The lander is really a combination lunar lander and lunar base station, so there are a lot of components to consider.
- 1. Engine, without which it cannot land
- 2. Lunar Comm (WiFi?) to communicate with the rover
- 3. Earth Comm (10W radio transmitter / receiver + digital [en+de]coder + Ext. Antennae
- 4. Web, Mail, Ftp, Dns server (embedded, running off a flash array)
- 5. Network equipment (e.g. if more than two servers, we need a switch)
- 6. Environmental equipment (heater, cooler, radiator)
- 7. Hull, radiation shielding
- 8. Solar panels (NanoSolar? Probably won't survive the temps).
- 9. Mechanical Solar shade slats (Dan, you had some ideas for this)
- 10. Cargo Hold
- 11. Internal structure to hold all of the above in its proper place.
fjb
some more things we'll need:
- 12. Laser range finder
- 13. batteries for storing solar power
- 14. Star tracker (especially if we used phased array antenna)
- 15. Fuel storage and fuel pumps for lander engine
- 16. Accelerometers
- 17. On board computer or microcontroller for processing accelerometer and laser range finder data and controlling engine valves, servos, etc
im leaving something out but i cant think of it.
ryan
The only way, practical at this point, to land on the Moon is to use a rocket engine - solid fuel, liquid fuel or hybrid, because penetrators are really hard to do (about 2.5 km/s impact velocity), electric propulsion doesn't provide necessary thrust, and other means are even less real.
Consider liquid fuel engines, as an example. There is such a thing as thrust-to-weight ratio, and it goes down with the thrust. In other words, you can have 100 tons thrust engine with weight 1 ton, and TTW ratio of 100, but you can't have 100 kg thrust engine with weight 1 kg, you'll get probably 2 kg, and TTW ratio will be only 50. These are very crude numbers, of course.

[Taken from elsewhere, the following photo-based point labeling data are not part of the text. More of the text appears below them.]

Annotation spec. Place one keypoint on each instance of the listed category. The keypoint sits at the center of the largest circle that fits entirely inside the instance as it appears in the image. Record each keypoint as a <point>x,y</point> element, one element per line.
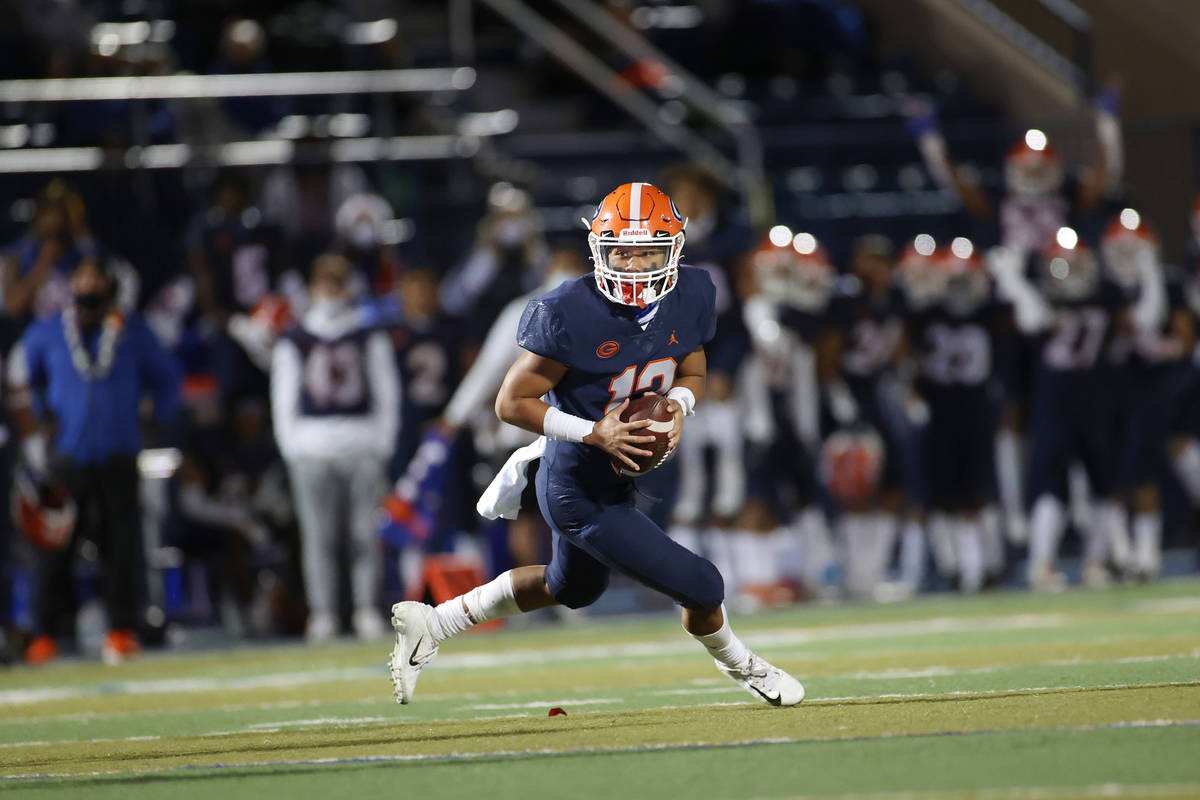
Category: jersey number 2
<point>660,371</point>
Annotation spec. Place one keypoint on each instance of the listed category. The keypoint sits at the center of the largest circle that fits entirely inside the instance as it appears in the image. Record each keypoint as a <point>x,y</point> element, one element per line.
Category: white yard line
<point>1019,793</point>
<point>653,747</point>
<point>607,653</point>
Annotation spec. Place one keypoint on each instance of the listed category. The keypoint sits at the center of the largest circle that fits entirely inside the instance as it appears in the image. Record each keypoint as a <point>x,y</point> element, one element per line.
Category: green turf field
<point>1005,696</point>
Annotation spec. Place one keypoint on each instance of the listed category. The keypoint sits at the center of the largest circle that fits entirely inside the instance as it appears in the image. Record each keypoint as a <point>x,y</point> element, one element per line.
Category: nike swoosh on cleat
<point>413,655</point>
<point>773,701</point>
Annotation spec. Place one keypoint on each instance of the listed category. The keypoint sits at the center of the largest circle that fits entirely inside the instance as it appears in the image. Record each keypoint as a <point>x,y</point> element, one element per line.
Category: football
<point>657,409</point>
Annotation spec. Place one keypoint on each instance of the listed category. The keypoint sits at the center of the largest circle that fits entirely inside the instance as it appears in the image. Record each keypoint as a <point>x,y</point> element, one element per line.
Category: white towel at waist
<point>502,498</point>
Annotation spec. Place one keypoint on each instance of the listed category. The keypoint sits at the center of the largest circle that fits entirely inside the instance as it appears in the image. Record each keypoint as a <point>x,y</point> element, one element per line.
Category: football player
<point>1038,198</point>
<point>714,491</point>
<point>335,403</point>
<point>1185,443</point>
<point>637,325</point>
<point>1073,312</point>
<point>1149,383</point>
<point>787,316</point>
<point>869,331</point>
<point>954,343</point>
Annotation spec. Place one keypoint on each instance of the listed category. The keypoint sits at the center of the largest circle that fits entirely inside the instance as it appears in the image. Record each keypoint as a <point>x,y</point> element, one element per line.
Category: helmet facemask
<point>636,269</point>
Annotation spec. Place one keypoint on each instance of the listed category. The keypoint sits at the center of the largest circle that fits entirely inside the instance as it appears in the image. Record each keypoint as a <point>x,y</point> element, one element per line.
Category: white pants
<point>335,495</point>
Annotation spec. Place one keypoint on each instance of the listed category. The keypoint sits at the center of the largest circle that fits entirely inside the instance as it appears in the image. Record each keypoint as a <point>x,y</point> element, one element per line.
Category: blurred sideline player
<point>1073,313</point>
<point>1185,441</point>
<point>1147,386</point>
<point>1039,198</point>
<point>335,403</point>
<point>474,397</point>
<point>869,338</point>
<point>708,513</point>
<point>954,342</point>
<point>791,292</point>
<point>637,325</point>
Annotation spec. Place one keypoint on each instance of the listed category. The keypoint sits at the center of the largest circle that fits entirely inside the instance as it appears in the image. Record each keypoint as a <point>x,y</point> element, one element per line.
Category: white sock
<point>883,539</point>
<point>724,644</point>
<point>941,541</point>
<point>1111,518</point>
<point>745,557</point>
<point>484,603</point>
<point>912,554</point>
<point>819,547</point>
<point>787,542</point>
<point>1080,493</point>
<point>970,546</point>
<point>412,563</point>
<point>1045,529</point>
<point>1008,477</point>
<point>685,536</point>
<point>993,543</point>
<point>1187,467</point>
<point>1147,535</point>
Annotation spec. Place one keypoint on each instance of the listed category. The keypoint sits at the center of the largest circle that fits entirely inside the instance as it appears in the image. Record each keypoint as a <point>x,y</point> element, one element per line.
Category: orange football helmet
<point>42,510</point>
<point>1068,269</point>
<point>1126,239</point>
<point>796,271</point>
<point>636,240</point>
<point>966,284</point>
<point>851,465</point>
<point>923,284</point>
<point>1033,166</point>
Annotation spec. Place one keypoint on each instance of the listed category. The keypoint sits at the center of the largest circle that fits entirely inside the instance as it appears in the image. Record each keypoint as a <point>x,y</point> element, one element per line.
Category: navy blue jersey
<point>607,354</point>
<point>427,355</point>
<point>334,378</point>
<point>957,353</point>
<point>873,325</point>
<point>1081,334</point>
<point>243,257</point>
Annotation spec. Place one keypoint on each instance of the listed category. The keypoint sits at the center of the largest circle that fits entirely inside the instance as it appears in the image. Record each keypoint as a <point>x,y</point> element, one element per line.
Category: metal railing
<point>744,175</point>
<point>1075,70</point>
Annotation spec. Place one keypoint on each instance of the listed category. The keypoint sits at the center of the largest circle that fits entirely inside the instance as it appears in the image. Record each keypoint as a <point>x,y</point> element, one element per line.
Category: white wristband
<point>683,396</point>
<point>565,427</point>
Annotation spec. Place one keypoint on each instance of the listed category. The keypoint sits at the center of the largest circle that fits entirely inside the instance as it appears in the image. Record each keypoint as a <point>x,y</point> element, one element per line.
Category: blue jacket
<point>99,419</point>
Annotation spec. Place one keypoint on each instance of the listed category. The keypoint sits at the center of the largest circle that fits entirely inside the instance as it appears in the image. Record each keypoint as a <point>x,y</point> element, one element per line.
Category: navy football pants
<point>598,529</point>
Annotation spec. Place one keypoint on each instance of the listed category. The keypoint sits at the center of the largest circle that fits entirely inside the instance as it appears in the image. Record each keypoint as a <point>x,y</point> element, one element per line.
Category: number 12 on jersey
<point>657,376</point>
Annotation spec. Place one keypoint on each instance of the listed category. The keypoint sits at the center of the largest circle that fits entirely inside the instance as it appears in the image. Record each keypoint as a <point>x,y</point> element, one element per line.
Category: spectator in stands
<point>361,226</point>
<point>717,240</point>
<point>244,50</point>
<point>89,367</point>
<point>37,266</point>
<point>234,259</point>
<point>235,512</point>
<point>335,401</point>
<point>509,258</point>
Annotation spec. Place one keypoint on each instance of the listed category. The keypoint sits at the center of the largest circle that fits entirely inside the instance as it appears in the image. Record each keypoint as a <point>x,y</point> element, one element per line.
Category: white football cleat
<point>767,683</point>
<point>414,647</point>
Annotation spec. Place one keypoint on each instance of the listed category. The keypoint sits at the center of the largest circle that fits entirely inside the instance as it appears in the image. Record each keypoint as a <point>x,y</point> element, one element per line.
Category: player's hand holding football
<point>619,439</point>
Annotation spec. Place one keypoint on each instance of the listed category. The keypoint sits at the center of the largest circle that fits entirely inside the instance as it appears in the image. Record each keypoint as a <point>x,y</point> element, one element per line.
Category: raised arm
<point>923,124</point>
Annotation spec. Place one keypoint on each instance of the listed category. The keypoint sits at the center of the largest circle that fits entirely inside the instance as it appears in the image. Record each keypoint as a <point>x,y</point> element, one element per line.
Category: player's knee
<point>708,588</point>
<point>583,593</point>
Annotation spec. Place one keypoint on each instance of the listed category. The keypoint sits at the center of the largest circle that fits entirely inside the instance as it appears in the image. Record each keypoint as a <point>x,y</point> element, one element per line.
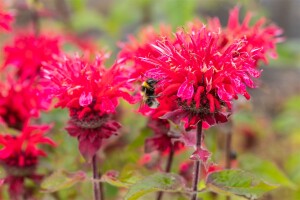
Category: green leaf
<point>126,178</point>
<point>157,182</point>
<point>237,182</point>
<point>61,180</point>
<point>292,166</point>
<point>266,170</point>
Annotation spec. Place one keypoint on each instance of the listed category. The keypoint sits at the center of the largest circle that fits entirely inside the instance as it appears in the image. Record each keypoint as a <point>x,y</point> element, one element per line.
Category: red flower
<point>19,156</point>
<point>5,18</point>
<point>20,99</point>
<point>140,47</point>
<point>200,79</point>
<point>260,37</point>
<point>91,93</point>
<point>29,51</point>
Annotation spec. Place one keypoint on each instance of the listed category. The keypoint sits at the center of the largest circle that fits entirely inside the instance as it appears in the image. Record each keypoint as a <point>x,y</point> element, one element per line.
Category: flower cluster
<point>260,36</point>
<point>140,47</point>
<point>29,51</point>
<point>19,155</point>
<point>20,99</point>
<point>200,79</point>
<point>91,93</point>
<point>203,68</point>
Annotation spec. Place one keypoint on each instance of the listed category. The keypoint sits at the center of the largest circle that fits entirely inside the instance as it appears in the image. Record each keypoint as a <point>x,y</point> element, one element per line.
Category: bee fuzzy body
<point>148,93</point>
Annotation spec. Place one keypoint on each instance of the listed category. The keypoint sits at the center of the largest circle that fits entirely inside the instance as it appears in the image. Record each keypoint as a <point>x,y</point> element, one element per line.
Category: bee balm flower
<point>91,93</point>
<point>200,79</point>
<point>19,156</point>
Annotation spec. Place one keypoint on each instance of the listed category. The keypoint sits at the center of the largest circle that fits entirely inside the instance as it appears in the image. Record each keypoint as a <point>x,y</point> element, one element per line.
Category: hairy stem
<point>197,167</point>
<point>97,190</point>
<point>228,154</point>
<point>168,168</point>
<point>35,18</point>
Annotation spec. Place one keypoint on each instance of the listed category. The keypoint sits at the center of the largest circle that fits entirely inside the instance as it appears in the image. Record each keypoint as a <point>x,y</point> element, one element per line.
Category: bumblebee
<point>148,93</point>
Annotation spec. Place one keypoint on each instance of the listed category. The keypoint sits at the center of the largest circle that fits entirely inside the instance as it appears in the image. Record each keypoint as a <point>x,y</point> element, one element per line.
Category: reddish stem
<point>197,167</point>
<point>97,188</point>
<point>228,154</point>
<point>35,19</point>
<point>168,168</point>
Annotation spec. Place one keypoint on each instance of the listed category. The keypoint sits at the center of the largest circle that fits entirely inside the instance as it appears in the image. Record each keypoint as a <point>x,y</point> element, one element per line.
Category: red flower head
<point>260,37</point>
<point>200,79</point>
<point>135,48</point>
<point>19,156</point>
<point>29,51</point>
<point>20,99</point>
<point>5,18</point>
<point>20,153</point>
<point>91,93</point>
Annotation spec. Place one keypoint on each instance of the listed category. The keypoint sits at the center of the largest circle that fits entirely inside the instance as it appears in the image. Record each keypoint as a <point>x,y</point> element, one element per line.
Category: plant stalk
<point>197,165</point>
<point>97,188</point>
<point>35,19</point>
<point>168,168</point>
<point>228,154</point>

You can improve TTW ratio, but at the expense of Isp. These two factors - one is possible TTW you can get, the other- possible Isp you can get - dictate, that the lander mass can't be arbitrarily small. And if you lander weights some 100 units of weight empty, and your payload is only 1 unit of weight, then total mass landing on the Moon is 101 unit. If you double th payload, the total mass becomes 102 unit - about 1% increase. It means, that it may make sense to balance the weight of the lander and weight of the payload - you may not need to make the latter as small as possible, because it won't make it much easier to land, if lander mass is fixed.
So, providing you can make payload small, the question looks like this: what is the smallest lander which you can land on the Moon? Likely the lander will have to brake from at least Moon orbital velocity, about 1700 m/s. How small can be system, which can provide such velocity change? What are the smallest weights of engines, tanks, plumbing like pipes, valves, pressurization gas for such a lander?
Jang
Landing seems easier than I thought.
It seems we can be precise enough to not have to prepare for much hard landing contingency.